Council enacts emergency plan to save waterfront wall

Kate FieldingSouth Western Times
VideoMarlston waterfront cracks

Experts are being flown in from the Eastern States as Bunbury City Council forks out close to $400,000 in emergency funding after fears a waterfront wall would collapse, bringing down a two-storey building.

The council was forced to take swift action after Bunbury city councillor and Taffys store owner Sam Morris is understood to have discovered a massive crack in the Marlston Waterfront’s boardwalk.

The cracks are visible on the Marlston Waterfront boardwalk.
Camera IconThe cracks are visible on the Marlston Waterfront boardwalk. Credit: Kate Fielding / South Western Times

Mayor Gary Brennan has declared the situation an emergency telling the council his main concern was “the very likely event” the entire seawall would collapse and “compromise the integrity” of the building adjacent to it.

It is not known how long the ground underneath the boardwalk has been deteriorating and if the damage is linked to a storm which caused significant damage to the waterfront’s jetty in June last year.

The building at risk is home to Cr Morris’ popular candy store, The Bayview Bar, a glass gallery and studio and the Aristos restaurant.

In response to a question about the criteria in declaring an emergency during the council’s meeting this week, Cr James Hayward said authorising the $375,000 in emergency expenditure was “common sense”.

“The cost of recovery to the city if that wall was to have collapsed or those buildings did become compromised is significantly more money than this,” Cr Hayward said.

“It is something that had to be done, very, very urgently.”

Despite the concern, the area remained open to the public yesterday with Mr Brennan telling the South Western Times there was no immediate danger to the public.

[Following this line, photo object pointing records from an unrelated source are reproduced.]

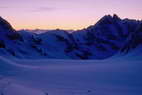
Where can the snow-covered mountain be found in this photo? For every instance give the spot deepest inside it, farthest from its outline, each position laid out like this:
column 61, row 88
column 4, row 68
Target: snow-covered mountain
column 108, row 37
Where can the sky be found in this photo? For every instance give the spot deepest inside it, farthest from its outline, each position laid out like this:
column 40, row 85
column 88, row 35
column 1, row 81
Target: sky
column 65, row 14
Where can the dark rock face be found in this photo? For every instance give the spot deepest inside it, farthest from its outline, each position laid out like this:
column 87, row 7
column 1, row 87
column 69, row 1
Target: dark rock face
column 106, row 38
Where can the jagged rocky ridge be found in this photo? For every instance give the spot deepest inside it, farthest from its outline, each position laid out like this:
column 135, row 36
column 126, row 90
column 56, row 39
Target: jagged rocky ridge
column 109, row 36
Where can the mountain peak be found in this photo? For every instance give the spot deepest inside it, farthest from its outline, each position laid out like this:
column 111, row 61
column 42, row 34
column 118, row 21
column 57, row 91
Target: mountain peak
column 5, row 26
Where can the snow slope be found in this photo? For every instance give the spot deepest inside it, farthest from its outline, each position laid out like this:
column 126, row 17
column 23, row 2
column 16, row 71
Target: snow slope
column 76, row 77
column 105, row 39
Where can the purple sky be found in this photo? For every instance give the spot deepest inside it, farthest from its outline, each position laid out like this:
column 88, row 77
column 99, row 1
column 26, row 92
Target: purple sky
column 65, row 14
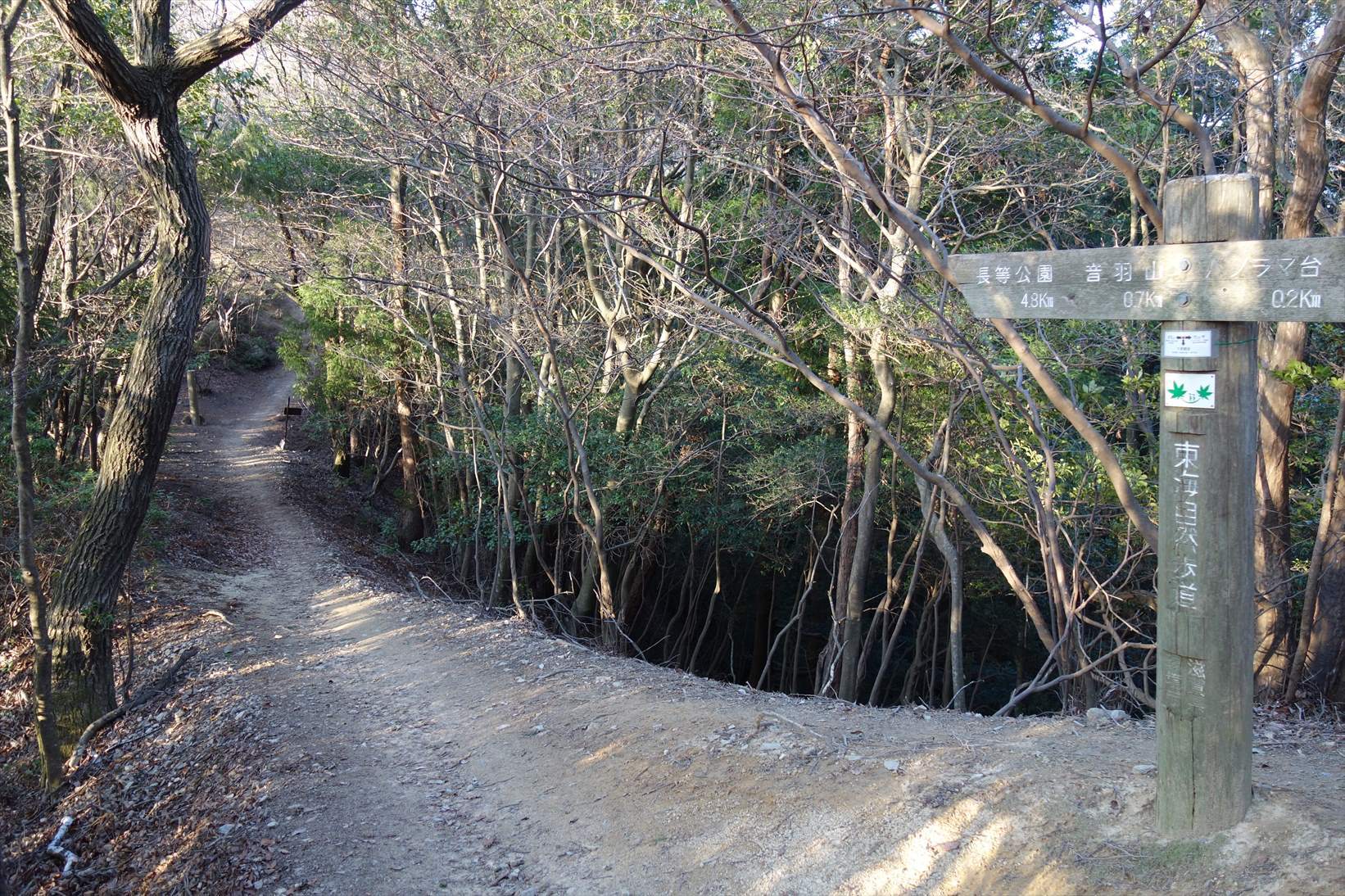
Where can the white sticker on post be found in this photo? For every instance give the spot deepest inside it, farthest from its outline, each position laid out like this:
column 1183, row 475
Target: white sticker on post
column 1188, row 343
column 1188, row 391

The cracks are visible on the Marlston Waterfront boardwalk.
Camera IconThe cracks are visible on the Marlston Waterfront boardwalk. Credit: Kate Fielding / South Western Times

“But we need to act quickly to prevent that occurring,” Mr Brennan said.

“We simply were not prepared to run the risk of delaying any works because the advice that I’ve received is that when failure occurs, it occurs very rapidly.”

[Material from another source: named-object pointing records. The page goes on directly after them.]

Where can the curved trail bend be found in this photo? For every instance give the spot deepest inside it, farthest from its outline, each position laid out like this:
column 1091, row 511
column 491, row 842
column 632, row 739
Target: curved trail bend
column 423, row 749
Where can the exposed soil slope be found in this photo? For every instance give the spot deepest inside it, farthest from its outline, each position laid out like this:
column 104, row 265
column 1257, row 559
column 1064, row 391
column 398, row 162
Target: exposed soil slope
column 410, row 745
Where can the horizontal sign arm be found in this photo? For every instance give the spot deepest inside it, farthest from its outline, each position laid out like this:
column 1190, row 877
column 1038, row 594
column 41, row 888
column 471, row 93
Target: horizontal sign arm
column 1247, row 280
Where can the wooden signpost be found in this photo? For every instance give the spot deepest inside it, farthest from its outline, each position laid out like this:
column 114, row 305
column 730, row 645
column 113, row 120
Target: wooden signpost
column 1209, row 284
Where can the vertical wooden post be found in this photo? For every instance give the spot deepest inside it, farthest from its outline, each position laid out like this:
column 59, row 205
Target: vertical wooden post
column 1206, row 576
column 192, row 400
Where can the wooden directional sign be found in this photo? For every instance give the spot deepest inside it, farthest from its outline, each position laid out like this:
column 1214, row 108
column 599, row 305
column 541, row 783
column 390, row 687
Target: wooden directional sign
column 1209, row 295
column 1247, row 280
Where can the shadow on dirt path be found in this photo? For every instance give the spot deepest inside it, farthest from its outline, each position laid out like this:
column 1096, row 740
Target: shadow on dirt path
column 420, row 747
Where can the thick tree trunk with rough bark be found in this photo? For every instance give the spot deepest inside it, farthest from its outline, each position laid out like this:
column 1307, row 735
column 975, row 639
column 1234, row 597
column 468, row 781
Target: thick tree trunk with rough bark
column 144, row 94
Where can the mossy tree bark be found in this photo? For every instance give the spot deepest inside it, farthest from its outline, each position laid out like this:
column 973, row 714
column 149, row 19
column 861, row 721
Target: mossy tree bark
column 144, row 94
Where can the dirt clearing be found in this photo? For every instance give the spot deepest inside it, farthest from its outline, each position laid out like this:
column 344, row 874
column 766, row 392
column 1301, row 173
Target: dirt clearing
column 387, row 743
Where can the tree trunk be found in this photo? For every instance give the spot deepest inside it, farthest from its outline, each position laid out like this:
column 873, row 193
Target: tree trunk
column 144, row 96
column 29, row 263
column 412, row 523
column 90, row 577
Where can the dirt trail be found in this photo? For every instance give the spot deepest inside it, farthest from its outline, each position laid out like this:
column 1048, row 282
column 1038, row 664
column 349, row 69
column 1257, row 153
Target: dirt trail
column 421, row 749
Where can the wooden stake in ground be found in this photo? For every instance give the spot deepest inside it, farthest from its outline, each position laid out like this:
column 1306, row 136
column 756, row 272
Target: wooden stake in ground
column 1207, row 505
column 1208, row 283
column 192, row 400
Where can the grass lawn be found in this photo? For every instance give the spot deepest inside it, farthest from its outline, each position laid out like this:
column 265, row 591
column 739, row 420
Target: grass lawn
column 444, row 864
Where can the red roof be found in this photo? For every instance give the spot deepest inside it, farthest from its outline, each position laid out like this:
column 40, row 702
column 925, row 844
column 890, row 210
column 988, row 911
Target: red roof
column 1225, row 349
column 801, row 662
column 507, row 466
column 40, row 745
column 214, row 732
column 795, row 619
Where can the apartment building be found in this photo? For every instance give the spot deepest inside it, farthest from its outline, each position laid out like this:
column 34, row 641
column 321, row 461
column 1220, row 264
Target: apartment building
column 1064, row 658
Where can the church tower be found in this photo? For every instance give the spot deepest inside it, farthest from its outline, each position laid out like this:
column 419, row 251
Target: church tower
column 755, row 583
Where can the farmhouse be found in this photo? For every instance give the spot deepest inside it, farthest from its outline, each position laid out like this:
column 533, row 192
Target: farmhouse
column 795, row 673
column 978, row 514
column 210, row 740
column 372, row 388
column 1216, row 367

He said he could only speculate about how bad the situation could have been if the damage was not discovered.

“Worst case scenario, it could have been that we had the buildings along that section of the walk undermine, but that’s just worst case scenario, nobody knows that for sure,” he said.

Business owners in the area appeared unfazed by the turn of events, including Aristos owner Athena Papandroulakis who said seeing the crack was surprising but “it was lucky they found it when they did”.

After inquiring locally, the council was forced to look interstate for a company with the “experience and capacity” to carry out the restoration works.

“There was a company based in Queensland who had the equipment and the knowledge and experience to carry out that work and they were engaged to do so,” Mr Brennan said.

“They were mobilised last Thursday, they’ll be there towards the end of this week to carry out the work to stabilise the wall.”